What time Cline doesn't spend writing about the world life, he spends talking about the OASIS. When the book opens, the creator of the OASIS has died. When he did so, a game within OASIS started to find three easter eggs began. The first person to finish this game would get the creator's wealth and then be in charge of the OASIS. When the story opens, its been five years and no one has made any progress.

There are a lot of people that are looking. There are the "grunters" egg hunters, that are self-financed and obsessed with solving the problem. Then there's the corporate-based "sixers" who are bound and determined to gain control of the OASIS and then charge people for it. If all these gamers had to pay for the OASIS, they might have to go outside!

So, this hunt for the egg consumes the world. And the clues to the game are found in an almanac left behind by the creator of the game and his obsession with the 80s. Seriously, its almost annoying how 80s all of this book is. If you were a teenager in the 80s, you would love this book.

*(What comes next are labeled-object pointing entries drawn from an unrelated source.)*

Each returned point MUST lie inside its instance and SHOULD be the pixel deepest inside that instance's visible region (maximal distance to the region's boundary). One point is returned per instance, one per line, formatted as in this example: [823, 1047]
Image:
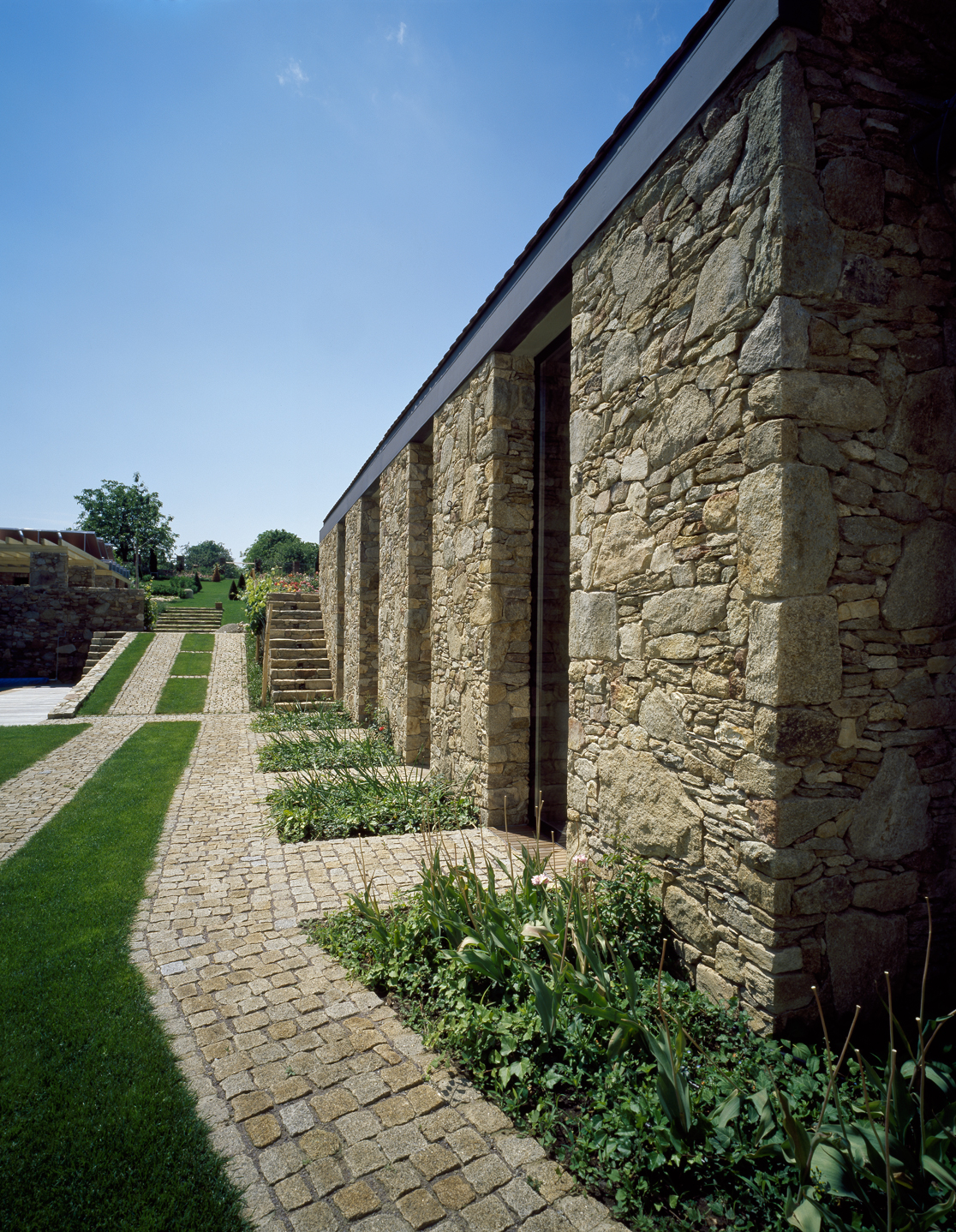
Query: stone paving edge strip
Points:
[81, 690]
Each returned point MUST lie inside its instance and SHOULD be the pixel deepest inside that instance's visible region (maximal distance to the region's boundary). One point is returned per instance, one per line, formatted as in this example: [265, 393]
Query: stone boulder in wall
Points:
[647, 806]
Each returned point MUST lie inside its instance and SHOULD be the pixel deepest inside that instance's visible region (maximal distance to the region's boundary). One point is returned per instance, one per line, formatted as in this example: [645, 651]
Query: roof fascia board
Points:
[699, 75]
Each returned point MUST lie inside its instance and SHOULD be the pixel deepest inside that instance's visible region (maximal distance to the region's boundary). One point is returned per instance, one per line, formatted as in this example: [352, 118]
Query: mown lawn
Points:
[211, 594]
[99, 1127]
[182, 697]
[20, 747]
[107, 690]
[191, 663]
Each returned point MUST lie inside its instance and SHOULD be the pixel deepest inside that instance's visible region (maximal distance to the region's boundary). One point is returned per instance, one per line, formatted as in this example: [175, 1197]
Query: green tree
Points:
[206, 554]
[128, 517]
[280, 550]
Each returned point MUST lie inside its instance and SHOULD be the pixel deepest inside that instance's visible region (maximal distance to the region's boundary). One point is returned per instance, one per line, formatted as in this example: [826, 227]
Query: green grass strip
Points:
[99, 1127]
[20, 747]
[197, 642]
[107, 690]
[191, 663]
[182, 697]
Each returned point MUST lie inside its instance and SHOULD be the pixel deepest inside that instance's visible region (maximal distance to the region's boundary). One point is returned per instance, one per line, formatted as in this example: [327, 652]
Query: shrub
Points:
[662, 1104]
[338, 802]
[331, 716]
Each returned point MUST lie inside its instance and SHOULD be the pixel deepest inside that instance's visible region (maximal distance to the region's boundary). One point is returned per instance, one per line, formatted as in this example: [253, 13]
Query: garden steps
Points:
[188, 620]
[298, 669]
[100, 647]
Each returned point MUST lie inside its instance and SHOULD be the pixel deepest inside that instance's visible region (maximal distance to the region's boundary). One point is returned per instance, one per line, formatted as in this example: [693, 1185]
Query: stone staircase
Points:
[101, 644]
[188, 620]
[298, 670]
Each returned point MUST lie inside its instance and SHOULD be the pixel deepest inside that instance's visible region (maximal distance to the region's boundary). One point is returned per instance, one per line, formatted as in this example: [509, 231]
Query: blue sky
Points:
[236, 236]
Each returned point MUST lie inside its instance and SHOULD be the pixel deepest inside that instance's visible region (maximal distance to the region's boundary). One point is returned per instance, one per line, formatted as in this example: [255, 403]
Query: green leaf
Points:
[831, 1167]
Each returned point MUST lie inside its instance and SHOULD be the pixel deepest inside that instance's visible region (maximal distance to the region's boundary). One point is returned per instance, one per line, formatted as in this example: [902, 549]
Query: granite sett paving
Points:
[328, 1109]
[31, 798]
[140, 692]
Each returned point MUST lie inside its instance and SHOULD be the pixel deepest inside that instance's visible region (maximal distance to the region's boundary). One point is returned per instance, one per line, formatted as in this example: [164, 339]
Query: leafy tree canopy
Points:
[206, 554]
[278, 550]
[128, 517]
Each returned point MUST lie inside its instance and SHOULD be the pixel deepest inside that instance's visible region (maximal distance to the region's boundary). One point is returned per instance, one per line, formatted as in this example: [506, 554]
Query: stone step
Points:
[281, 695]
[184, 627]
[100, 646]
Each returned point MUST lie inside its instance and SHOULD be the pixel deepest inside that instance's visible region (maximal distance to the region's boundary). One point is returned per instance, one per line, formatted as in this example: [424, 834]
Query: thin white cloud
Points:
[293, 75]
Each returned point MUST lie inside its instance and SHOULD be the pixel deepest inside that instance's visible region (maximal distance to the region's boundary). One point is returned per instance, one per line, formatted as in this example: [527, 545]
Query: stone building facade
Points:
[753, 602]
[47, 631]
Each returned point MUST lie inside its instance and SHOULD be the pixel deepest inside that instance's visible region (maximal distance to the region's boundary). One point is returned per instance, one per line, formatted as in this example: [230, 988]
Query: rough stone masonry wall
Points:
[360, 616]
[404, 601]
[332, 596]
[41, 627]
[481, 598]
[762, 525]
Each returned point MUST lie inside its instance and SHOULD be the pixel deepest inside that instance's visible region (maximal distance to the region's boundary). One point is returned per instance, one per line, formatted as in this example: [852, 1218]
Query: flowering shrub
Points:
[260, 585]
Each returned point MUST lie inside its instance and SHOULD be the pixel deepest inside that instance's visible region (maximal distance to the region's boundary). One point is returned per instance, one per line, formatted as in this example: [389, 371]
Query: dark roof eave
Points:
[712, 50]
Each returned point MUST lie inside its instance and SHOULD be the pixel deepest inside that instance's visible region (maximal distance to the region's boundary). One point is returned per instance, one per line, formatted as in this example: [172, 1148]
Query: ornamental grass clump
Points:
[553, 990]
[326, 748]
[326, 717]
[339, 802]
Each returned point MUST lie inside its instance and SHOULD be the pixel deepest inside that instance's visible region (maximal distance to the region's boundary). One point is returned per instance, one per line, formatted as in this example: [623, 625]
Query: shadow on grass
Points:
[99, 1128]
[21, 745]
[107, 690]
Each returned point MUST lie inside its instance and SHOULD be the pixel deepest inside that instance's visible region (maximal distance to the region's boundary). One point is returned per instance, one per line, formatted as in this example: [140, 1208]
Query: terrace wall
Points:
[42, 630]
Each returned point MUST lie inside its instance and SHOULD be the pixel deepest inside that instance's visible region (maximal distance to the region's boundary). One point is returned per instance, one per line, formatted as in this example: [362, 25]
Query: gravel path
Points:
[140, 692]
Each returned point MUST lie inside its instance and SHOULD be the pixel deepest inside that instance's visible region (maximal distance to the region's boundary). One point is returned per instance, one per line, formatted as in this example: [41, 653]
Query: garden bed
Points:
[548, 990]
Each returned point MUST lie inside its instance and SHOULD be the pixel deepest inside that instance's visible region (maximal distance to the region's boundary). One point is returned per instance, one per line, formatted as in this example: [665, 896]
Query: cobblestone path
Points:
[227, 692]
[140, 692]
[332, 1115]
[30, 798]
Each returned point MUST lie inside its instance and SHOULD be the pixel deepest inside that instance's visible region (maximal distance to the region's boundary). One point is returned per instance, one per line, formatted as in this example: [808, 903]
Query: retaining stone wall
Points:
[332, 596]
[34, 624]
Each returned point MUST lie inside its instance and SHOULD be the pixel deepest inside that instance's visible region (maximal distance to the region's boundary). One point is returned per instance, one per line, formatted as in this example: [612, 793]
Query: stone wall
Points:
[762, 629]
[332, 596]
[761, 686]
[404, 601]
[360, 611]
[42, 629]
[481, 596]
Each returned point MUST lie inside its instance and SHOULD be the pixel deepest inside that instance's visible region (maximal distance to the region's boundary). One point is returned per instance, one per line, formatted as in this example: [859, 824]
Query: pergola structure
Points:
[87, 559]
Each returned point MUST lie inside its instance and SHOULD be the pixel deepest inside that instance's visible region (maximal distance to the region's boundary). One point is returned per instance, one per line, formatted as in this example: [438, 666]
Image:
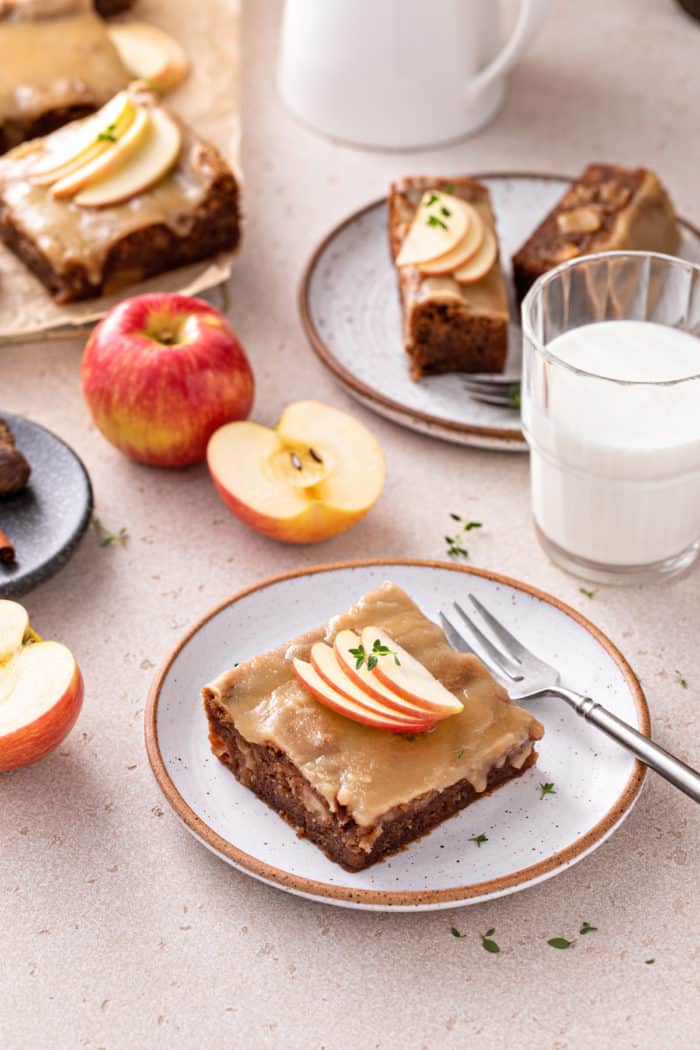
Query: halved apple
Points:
[91, 138]
[480, 264]
[107, 161]
[41, 693]
[153, 159]
[346, 641]
[408, 677]
[342, 705]
[150, 54]
[314, 476]
[14, 625]
[438, 227]
[469, 245]
[325, 663]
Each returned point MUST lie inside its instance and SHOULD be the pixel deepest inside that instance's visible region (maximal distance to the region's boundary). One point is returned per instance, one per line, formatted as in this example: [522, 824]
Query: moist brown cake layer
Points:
[141, 254]
[628, 208]
[447, 327]
[276, 780]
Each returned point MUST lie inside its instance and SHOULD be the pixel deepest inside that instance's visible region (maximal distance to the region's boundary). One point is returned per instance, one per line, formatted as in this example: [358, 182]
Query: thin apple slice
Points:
[438, 227]
[407, 676]
[149, 54]
[119, 152]
[89, 139]
[480, 264]
[345, 642]
[155, 155]
[468, 247]
[14, 625]
[337, 701]
[323, 660]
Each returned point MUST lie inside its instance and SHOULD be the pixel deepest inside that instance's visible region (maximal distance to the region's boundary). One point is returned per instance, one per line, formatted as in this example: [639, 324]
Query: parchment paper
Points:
[209, 100]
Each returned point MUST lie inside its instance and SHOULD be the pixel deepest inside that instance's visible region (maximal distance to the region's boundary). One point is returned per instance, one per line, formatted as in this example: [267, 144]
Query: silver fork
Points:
[526, 677]
[494, 389]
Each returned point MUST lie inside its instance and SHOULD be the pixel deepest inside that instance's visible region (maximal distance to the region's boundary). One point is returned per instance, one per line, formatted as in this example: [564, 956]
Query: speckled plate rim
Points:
[17, 586]
[497, 438]
[397, 900]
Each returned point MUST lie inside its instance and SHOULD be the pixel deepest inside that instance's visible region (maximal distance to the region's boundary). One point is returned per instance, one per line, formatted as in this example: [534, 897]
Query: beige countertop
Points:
[117, 928]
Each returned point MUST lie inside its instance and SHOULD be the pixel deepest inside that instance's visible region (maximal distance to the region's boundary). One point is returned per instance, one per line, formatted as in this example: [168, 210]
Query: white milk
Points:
[616, 469]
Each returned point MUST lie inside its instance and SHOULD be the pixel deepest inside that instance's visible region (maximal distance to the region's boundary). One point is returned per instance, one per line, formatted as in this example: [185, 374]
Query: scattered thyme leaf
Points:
[488, 944]
[106, 538]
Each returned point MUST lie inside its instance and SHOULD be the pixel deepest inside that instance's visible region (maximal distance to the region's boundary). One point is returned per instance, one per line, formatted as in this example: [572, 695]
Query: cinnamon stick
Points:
[6, 548]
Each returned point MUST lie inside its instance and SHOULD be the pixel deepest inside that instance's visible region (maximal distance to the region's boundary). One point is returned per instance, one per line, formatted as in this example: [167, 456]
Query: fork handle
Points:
[672, 769]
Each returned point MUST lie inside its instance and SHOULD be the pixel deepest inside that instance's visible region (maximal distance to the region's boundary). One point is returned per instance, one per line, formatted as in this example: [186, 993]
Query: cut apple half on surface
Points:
[41, 691]
[347, 641]
[154, 156]
[342, 705]
[109, 160]
[438, 227]
[91, 138]
[149, 54]
[480, 264]
[407, 676]
[14, 625]
[468, 247]
[314, 476]
[325, 663]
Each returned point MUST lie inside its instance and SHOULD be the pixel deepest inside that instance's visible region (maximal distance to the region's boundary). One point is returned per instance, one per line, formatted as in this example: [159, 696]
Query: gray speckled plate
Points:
[349, 308]
[529, 838]
[46, 519]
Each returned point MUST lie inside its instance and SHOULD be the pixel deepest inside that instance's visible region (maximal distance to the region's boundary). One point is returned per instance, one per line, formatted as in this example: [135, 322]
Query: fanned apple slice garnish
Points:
[461, 254]
[149, 54]
[438, 227]
[91, 138]
[152, 161]
[397, 669]
[106, 162]
[343, 705]
[480, 264]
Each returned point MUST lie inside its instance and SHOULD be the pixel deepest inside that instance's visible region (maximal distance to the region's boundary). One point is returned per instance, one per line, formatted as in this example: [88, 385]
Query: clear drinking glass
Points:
[615, 458]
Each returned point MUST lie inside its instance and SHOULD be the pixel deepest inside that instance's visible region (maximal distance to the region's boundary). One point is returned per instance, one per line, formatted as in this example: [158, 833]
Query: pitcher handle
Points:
[529, 19]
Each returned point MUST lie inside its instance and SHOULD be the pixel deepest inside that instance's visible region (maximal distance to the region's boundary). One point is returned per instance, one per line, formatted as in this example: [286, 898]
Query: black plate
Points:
[46, 519]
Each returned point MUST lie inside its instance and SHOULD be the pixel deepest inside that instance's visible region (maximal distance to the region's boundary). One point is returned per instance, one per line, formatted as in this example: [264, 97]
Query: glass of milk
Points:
[611, 412]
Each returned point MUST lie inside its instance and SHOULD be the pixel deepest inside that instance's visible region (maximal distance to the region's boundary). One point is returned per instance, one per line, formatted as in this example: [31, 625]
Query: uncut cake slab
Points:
[527, 837]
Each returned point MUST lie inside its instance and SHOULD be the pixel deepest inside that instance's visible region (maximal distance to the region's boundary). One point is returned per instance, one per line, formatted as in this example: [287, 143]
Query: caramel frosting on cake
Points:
[369, 772]
[68, 233]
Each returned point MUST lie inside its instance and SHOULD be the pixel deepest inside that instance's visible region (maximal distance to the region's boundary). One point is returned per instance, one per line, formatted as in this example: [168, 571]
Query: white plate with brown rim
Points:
[348, 301]
[530, 837]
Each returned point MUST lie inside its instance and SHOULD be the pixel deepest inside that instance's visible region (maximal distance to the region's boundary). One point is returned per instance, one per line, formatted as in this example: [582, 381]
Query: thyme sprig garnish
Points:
[373, 656]
[454, 547]
[106, 538]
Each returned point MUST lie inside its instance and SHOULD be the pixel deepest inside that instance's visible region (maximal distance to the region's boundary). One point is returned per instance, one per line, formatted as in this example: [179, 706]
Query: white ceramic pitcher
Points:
[398, 74]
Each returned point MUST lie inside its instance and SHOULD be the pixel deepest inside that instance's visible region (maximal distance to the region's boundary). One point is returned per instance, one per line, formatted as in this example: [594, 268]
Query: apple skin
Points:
[34, 741]
[161, 373]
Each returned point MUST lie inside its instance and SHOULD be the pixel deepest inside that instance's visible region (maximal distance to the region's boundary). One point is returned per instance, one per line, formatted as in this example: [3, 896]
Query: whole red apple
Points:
[161, 373]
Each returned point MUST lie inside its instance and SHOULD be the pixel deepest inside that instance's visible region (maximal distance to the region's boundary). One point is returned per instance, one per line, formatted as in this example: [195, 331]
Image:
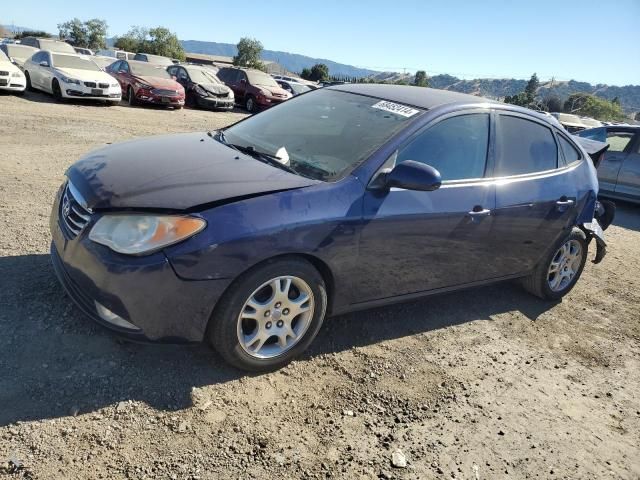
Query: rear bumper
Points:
[143, 291]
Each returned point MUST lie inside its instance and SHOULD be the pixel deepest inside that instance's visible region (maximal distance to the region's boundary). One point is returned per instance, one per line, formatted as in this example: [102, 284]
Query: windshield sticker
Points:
[395, 108]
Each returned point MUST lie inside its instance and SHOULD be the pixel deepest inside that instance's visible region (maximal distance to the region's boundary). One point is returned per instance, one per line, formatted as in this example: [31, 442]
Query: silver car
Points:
[619, 170]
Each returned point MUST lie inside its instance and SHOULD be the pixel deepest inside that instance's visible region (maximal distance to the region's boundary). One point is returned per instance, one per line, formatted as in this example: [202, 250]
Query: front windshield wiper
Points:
[269, 158]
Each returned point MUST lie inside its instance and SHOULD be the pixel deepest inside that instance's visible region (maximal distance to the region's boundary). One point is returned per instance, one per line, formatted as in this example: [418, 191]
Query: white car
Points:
[71, 76]
[11, 77]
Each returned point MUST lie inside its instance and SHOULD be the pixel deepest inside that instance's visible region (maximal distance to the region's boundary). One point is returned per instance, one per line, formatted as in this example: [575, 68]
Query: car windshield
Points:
[20, 51]
[323, 135]
[144, 69]
[200, 76]
[298, 87]
[71, 61]
[259, 78]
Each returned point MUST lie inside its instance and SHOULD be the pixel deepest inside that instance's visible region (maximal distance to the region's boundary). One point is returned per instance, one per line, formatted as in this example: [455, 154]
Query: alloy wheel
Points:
[565, 265]
[275, 317]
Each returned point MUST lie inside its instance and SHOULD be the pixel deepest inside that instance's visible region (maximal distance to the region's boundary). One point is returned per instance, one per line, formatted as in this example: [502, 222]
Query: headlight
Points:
[201, 91]
[69, 80]
[143, 234]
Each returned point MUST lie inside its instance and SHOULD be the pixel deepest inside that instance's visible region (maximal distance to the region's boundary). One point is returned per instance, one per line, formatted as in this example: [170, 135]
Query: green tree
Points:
[163, 42]
[553, 103]
[32, 33]
[249, 52]
[156, 41]
[532, 87]
[90, 34]
[421, 79]
[133, 40]
[319, 73]
[592, 106]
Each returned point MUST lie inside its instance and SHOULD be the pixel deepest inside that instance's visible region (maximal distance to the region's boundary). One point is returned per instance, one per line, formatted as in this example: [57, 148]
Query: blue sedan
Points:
[340, 199]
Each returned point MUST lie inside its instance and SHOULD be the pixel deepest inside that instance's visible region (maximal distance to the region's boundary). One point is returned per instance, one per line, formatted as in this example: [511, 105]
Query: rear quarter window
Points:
[523, 146]
[569, 151]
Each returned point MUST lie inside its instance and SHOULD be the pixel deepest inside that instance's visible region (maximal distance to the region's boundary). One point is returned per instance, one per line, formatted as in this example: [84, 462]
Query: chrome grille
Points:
[160, 91]
[73, 215]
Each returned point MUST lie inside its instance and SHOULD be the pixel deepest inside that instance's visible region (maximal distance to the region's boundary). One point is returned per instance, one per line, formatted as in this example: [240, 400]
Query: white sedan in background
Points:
[11, 77]
[71, 76]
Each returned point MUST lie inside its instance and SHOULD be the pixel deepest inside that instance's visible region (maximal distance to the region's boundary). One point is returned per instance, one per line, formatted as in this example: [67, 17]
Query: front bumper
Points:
[215, 102]
[143, 291]
[112, 94]
[13, 84]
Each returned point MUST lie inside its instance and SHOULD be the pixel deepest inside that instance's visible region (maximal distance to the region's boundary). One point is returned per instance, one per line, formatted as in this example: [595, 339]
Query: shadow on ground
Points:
[627, 216]
[53, 359]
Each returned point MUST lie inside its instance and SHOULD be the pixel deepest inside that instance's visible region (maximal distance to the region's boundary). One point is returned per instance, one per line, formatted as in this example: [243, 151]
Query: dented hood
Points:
[174, 172]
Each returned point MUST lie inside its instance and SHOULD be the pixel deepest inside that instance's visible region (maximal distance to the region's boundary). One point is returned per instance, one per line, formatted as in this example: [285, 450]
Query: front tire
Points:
[559, 271]
[28, 78]
[57, 91]
[269, 315]
[131, 97]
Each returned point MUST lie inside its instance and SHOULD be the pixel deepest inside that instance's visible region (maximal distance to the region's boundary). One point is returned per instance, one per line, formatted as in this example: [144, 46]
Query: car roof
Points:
[421, 97]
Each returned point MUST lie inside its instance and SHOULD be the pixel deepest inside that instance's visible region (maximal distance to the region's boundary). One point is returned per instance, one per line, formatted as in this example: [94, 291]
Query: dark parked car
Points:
[143, 82]
[619, 170]
[202, 87]
[253, 89]
[340, 199]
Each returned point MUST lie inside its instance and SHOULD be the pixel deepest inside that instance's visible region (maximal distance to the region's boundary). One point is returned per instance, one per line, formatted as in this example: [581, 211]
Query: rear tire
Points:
[291, 301]
[561, 268]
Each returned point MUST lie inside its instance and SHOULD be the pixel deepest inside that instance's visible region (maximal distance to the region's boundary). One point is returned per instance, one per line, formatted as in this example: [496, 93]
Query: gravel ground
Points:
[484, 384]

I suppose I should be rooting for Wade, but I spend most of the book feeling sorry for him. He's watched certain movies dozens of times, he's watched each episode of Family Ties multiple times, at one point, he goes six months without going outside or seeing another actual human being. He does have a love interest with another grunter, but that goes through the fairly predictable arc of interest from Wade, casual hanging out that is misinterpreted by Wade, a public "break-up", self-loathing by Wade, and then finally some reconciliation.

I did enjoy the book, its an easy read. But I think more into either why the world is in this state or more about it in general would help paint the picture as to why Wade and everyone else escapes into the OASIS.